Herb-Crusted Salmon with Quinoa Power Bowl

This is an example of a meal that Solin would create to include in your personalized meal plan.

Herb-Crusted Salmon with Quinoa Power Bowl

YOUR SOLIN GENERATED RECIPE

Herb-Crusted Salmon with Quinoa Power Bowl

Savor a delightful combination of succulent herb-crusted salmon paired with a fluffy quinoa power bowl.
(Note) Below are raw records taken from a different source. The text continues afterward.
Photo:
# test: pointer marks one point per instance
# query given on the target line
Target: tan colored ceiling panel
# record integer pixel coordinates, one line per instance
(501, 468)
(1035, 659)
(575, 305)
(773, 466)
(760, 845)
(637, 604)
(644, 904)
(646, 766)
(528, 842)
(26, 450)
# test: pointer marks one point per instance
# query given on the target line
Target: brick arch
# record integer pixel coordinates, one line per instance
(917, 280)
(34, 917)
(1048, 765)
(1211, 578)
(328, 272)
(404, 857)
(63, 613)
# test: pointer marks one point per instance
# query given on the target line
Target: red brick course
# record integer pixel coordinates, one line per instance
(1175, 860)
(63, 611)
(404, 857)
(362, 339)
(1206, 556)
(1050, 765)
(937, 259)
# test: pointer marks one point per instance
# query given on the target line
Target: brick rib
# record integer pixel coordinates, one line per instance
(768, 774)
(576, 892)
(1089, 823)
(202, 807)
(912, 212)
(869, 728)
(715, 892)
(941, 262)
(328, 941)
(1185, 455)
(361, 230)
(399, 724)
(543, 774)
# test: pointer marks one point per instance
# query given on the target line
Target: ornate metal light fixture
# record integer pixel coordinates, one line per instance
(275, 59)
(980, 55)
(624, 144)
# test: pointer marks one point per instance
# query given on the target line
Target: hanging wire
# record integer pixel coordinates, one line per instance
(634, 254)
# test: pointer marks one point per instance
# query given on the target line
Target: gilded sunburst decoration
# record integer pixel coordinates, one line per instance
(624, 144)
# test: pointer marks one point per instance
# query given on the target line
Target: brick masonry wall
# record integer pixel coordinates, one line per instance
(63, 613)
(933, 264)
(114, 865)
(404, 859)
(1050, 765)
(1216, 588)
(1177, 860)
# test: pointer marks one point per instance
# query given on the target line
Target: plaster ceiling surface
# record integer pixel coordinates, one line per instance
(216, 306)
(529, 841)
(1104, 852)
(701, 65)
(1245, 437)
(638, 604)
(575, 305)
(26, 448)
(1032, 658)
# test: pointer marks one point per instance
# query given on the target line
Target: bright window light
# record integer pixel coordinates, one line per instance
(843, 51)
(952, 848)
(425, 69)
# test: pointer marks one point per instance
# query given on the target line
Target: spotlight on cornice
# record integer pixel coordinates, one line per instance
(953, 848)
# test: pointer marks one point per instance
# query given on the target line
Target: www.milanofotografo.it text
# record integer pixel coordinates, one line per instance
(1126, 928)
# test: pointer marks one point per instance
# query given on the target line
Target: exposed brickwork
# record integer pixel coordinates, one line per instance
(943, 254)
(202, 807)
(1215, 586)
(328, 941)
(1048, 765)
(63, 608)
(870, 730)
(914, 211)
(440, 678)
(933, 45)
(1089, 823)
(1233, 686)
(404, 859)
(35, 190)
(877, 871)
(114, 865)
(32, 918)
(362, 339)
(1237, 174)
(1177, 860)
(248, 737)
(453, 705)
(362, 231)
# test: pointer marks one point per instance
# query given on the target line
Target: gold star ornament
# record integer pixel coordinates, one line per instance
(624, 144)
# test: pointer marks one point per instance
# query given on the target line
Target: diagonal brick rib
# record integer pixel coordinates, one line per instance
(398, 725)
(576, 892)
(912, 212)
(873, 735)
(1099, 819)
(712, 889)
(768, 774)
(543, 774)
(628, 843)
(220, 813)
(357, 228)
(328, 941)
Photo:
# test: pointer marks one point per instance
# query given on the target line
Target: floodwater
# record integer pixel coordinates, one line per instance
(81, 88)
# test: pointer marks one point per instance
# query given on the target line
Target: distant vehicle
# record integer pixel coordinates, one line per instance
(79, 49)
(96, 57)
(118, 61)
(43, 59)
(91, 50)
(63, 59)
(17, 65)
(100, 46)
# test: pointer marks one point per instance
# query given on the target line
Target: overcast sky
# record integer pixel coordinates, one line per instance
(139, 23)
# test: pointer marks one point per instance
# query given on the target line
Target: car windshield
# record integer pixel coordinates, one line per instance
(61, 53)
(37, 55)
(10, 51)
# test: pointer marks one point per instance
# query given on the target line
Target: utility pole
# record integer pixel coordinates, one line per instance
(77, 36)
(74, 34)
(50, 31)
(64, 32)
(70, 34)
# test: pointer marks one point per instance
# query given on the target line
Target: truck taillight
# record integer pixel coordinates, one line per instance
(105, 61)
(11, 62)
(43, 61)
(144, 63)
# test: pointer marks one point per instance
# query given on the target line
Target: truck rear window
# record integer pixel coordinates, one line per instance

This dish bursts with fresh parsley, dill, and a zesty lemon kick, bringing both vibrant flavors and balanced nutrition to your plate.

NUTRITION

564kcal
Protein
38.7g
Fat
25.4g
Carbs
40.2g

SERVINGS

1 serving

INGREDIENTS

5 ounces Salmon Fillet

1/2 cup Cooked Quinoa

2 tbsp Fresh Parsley

2 tbsp Fresh Dill

1/4 cup Whole Wheat Panko

1 tbsp Lemon Juice

1 tsp Olive Oil

1/4 tsp Salt

1/4 tsp Black Pepper

PREPARATION

  • 1

    Preheat your oven to 400°F.

  • 2

    In a small bowl, combine the whole wheat panko, chopped fresh parsley, and dill along with salt and black pepper.

  • 3

    Pat the salmon fillet dry and brush lightly with olive oil and lemon juice.

  • 4

    Press the herb and panko mixture onto the top of the salmon to create a crust.

  • 5

    Place the salmon on a baking sheet lined with parchment paper and bake for 12-15 minutes, or until the salmon flakes easily with a fork.

  • 6

    While the salmon bakes, prepare the quinoa if not already cooked. If needed, fluff the quinoa and season lightly with a pinch of salt and a drizzle of lemon juice.

  • 7

    To serve, layer the cooked quinoa in a bowl and top with the herb-crusted salmon. Garnish with additional fresh herbs if desired.